Apenas han transcurrido unos pocos días desde mi bautizo con Juan Gómez-Jurado y, sin haber agotado mi periodo de convalecencia para recuperar el tono por lo leído en Cicatriz, he querido volver a sumergirme en sus gélidas aguas.
Desde que me hice con El paciente me he encontrado como esos pingüinos que, al borde de una cornisa helada confían en que otro salte al agua primero para ver si hay tiburones, y dudaba si leerla o no. Se publicó antes que Cicatriz y ahí estaba, esperando su turno en mi biblioteca.
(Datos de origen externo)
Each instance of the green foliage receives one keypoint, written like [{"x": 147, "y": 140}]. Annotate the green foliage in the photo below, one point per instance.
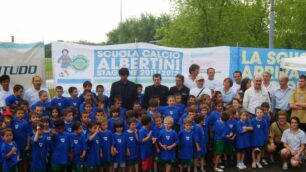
[{"x": 139, "y": 30}]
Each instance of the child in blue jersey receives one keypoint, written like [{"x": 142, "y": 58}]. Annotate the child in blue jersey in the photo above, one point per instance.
[
  {"x": 9, "y": 152},
  {"x": 94, "y": 151},
  {"x": 243, "y": 131},
  {"x": 133, "y": 145},
  {"x": 85, "y": 120},
  {"x": 158, "y": 126},
  {"x": 22, "y": 137},
  {"x": 114, "y": 113},
  {"x": 120, "y": 148},
  {"x": 13, "y": 100},
  {"x": 43, "y": 101},
  {"x": 146, "y": 144},
  {"x": 74, "y": 100},
  {"x": 200, "y": 141},
  {"x": 106, "y": 140},
  {"x": 259, "y": 137},
  {"x": 186, "y": 143},
  {"x": 39, "y": 148},
  {"x": 221, "y": 133},
  {"x": 60, "y": 101},
  {"x": 168, "y": 141},
  {"x": 60, "y": 154},
  {"x": 122, "y": 110},
  {"x": 171, "y": 111},
  {"x": 68, "y": 118},
  {"x": 78, "y": 147}
]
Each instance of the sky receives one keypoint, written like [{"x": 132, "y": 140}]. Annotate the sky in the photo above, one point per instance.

El otro día —aún exhausta y convaleciente, ya digo— la rescaté de su guarida y paseé mis ojos por el primer capítulo queriendo aliviar mi vigilia. La exigua luz de mi habitación no frenó la embestida y me desplomé en sus aguas. Casi me da un infarto por congelación. Es igual de absorbente. O más. Así que hoy traigo la reseña porque es una historia para leer a muerte y, para mi condena, retando a su título: de un modo impaciente. En el fondo, qué buen libro no invoca para sí a un lector impaciente.
Tras cerrar la solapa de esta segunda novela una está casi convencida de que el madrileño pertenece a esa estirpe de escritores que viven volcados en cuerpo y alma en la historia que está gestando hasta que nace del todo. Pequeños detalles abonan mi sospecha de que entre el «se me acaba de ocurrir» y el «lo escribo» apenas media un segundo. Cómo puede, si no, celebrar un matrimonio tan bien avenido entre una escritura cómoda y ágil, y la más exigente concepción de un thriller bien contado.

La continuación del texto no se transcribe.